Cyclic In-Plane Shear of Concrete Masonry Walls Strengthened by FRP Laminates

Abstract

Synopsis: Cyclic in-plane shear tests were conducted on six full-scale walls built from reinforced concrete masonry units and strengthened by unidirectional composite laminates. Carbon/epoxy, E-glass/epoxy and pre-cured carbon/epoxy strips were placed on one or both sides of the walls. Each wall sample was loaded with a constant axial load simulating the gravity load, and incremental cyclic lateral shear loads were applied in accordance with the Acceptance Criteria (AC-125) of the International Code Council Evaluation Services (ICC-ES 2003). Displacements, strains and loads were continuously monitored and recorded during all tests. Evaluations of the observed strength and ductility enhancements of the strengthened wall samples are made and limitations of such retrofit methods are highlighted for design purposes.
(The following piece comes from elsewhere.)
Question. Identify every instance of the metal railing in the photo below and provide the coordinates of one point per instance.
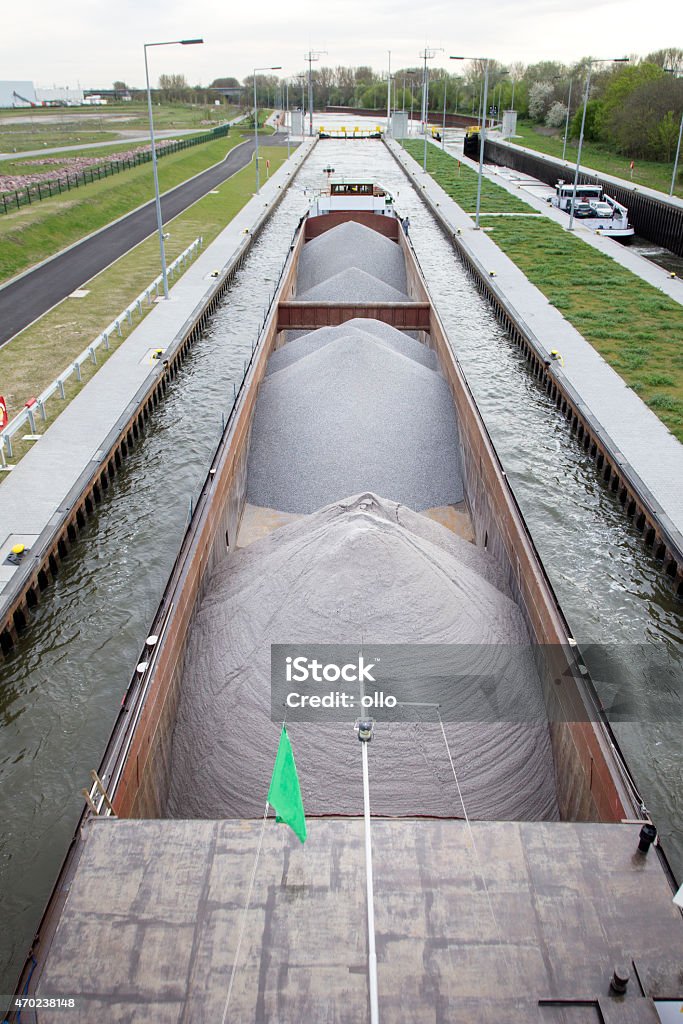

Results obtained from current tests indicated that the limit-state parameter influencing strength gain of the FRP retrofitted walls was the weak compressive strength of the masonry units, especially at the wall toe where high compression stresses exist. Despite such a premature failure caused by localized compression damage of the masonry at the wall toe, notable improvement in their behavior was achieved by applying the FRP laminates to either one or two sides of the walls. However, it should be cautioned that available theoretical models may significantly overestimate the shear enhancement in the FRP strengthened walls, if other limiting failure modes are not considered.